Posted: 2017-02-28
, Modified: 2017-02-28
Tags: neural nets
9 Classification with real-valued functions
9.1 Intro
- VC dim grows with number of parameters
- Training set \(\ll\) number of parameters, but still avoids overfitting.
- 7.1: arbitrarily small modification to activation makes VC-dimension infinite
- In theo theory model, learning algorithm is required to perform well for any probability distribution.
- Learning model not appropriate for NN learning algorithms. Many learning algorithms take into account the real output.

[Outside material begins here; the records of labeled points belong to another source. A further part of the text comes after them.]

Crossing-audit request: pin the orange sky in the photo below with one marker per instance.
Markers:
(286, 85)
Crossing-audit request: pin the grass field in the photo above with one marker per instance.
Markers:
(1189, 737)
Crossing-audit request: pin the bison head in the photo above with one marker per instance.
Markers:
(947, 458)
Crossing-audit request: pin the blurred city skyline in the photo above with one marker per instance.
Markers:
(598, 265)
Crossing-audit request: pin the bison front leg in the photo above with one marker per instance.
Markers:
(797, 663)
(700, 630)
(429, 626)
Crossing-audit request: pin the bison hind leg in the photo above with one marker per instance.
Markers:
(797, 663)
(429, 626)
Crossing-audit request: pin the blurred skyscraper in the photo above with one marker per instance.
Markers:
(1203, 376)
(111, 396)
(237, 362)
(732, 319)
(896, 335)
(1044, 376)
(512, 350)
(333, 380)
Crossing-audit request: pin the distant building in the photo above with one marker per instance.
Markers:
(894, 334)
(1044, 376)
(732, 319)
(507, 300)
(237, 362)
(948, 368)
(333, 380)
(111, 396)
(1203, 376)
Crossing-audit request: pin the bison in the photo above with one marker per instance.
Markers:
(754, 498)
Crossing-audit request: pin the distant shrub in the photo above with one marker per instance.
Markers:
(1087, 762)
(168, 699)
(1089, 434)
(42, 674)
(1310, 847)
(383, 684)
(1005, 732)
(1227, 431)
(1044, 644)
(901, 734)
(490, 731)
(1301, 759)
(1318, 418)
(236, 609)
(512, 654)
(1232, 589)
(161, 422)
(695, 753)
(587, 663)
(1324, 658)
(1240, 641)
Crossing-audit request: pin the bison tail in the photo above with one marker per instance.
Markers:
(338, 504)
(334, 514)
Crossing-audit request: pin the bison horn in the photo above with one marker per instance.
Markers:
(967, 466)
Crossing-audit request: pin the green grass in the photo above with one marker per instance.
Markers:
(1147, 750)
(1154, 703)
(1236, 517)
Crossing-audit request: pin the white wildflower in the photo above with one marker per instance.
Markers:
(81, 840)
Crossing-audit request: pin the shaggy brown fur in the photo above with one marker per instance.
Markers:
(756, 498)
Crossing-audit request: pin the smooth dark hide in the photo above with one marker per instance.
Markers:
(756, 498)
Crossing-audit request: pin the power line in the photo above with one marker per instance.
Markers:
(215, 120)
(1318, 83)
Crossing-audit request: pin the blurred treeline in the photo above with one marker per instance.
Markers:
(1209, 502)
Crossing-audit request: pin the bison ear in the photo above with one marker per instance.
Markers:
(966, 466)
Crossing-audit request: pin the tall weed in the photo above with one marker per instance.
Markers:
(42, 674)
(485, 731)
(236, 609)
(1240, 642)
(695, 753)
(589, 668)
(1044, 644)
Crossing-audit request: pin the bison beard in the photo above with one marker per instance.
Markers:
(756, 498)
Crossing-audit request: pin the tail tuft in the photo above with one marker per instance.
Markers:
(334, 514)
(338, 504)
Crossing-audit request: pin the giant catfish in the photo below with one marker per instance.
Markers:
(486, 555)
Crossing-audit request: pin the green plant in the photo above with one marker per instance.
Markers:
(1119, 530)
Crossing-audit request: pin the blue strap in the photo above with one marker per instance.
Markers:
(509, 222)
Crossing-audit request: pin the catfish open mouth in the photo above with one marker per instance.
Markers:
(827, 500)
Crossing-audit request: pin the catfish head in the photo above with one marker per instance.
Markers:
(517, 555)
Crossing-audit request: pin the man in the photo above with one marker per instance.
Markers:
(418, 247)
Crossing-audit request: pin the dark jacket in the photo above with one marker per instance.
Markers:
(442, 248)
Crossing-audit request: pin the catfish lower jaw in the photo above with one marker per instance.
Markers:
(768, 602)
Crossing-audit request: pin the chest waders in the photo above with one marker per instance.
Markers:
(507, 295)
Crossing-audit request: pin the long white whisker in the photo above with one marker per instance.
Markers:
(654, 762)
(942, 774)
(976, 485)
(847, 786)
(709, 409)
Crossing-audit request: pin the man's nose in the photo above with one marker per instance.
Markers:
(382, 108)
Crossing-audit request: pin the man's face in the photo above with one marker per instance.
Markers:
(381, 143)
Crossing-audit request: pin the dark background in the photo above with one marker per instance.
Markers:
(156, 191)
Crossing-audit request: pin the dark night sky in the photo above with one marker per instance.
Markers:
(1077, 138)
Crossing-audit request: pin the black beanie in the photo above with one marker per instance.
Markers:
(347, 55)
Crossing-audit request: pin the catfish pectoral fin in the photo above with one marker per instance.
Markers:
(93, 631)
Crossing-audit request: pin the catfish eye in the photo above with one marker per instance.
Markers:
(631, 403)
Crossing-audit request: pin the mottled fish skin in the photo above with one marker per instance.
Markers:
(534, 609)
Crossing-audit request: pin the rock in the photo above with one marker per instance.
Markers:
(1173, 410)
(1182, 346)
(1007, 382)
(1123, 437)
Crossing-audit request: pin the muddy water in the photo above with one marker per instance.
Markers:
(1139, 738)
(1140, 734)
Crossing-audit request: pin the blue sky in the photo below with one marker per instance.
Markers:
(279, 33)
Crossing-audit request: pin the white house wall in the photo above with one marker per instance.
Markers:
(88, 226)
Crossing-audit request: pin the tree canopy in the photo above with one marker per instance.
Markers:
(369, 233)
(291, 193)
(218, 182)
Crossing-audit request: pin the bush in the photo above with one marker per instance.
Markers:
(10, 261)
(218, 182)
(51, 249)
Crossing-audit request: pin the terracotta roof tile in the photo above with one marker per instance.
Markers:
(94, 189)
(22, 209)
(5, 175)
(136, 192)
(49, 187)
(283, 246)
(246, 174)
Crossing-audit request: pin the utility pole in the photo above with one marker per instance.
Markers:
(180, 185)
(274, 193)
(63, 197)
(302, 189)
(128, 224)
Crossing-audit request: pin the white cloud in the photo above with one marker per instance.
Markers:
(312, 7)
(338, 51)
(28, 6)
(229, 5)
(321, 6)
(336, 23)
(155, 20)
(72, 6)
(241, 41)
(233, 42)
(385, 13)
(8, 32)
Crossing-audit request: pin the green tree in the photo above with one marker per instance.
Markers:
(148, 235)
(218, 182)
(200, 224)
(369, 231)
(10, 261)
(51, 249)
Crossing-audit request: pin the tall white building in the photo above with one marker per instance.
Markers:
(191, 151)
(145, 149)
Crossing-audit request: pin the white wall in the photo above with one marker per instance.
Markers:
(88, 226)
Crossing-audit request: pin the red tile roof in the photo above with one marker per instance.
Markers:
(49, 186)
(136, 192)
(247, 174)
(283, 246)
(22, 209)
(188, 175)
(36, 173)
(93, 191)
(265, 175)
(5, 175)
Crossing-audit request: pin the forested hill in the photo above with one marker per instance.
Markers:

- Take into account the margin
- Get bounds on misclassification \(\pat{error}\le \pat{estimate of error} + \pat{complexity penalty}\). Complexity parameter depends on size of parameters in the network.
- Interpret: value of the function as an estimate of the probability that the correct label is 1
9.2 Large margin classifiers
- \(Z=X\times \{0,1\}\). Margin of \(f\) on \((x,y)\in Z\) is \(\sign(y) (f(x)-\rc 2)\).
- Error \(err_P^\ga(f) = \Pj(\text{margin}(f(x),y)<\ga)\).
- Classification learning algorithm for real-valued functions: \(err_P(L(\ga,z)) < \inf_{g\in F}err_P^\ga(g)+\ep\).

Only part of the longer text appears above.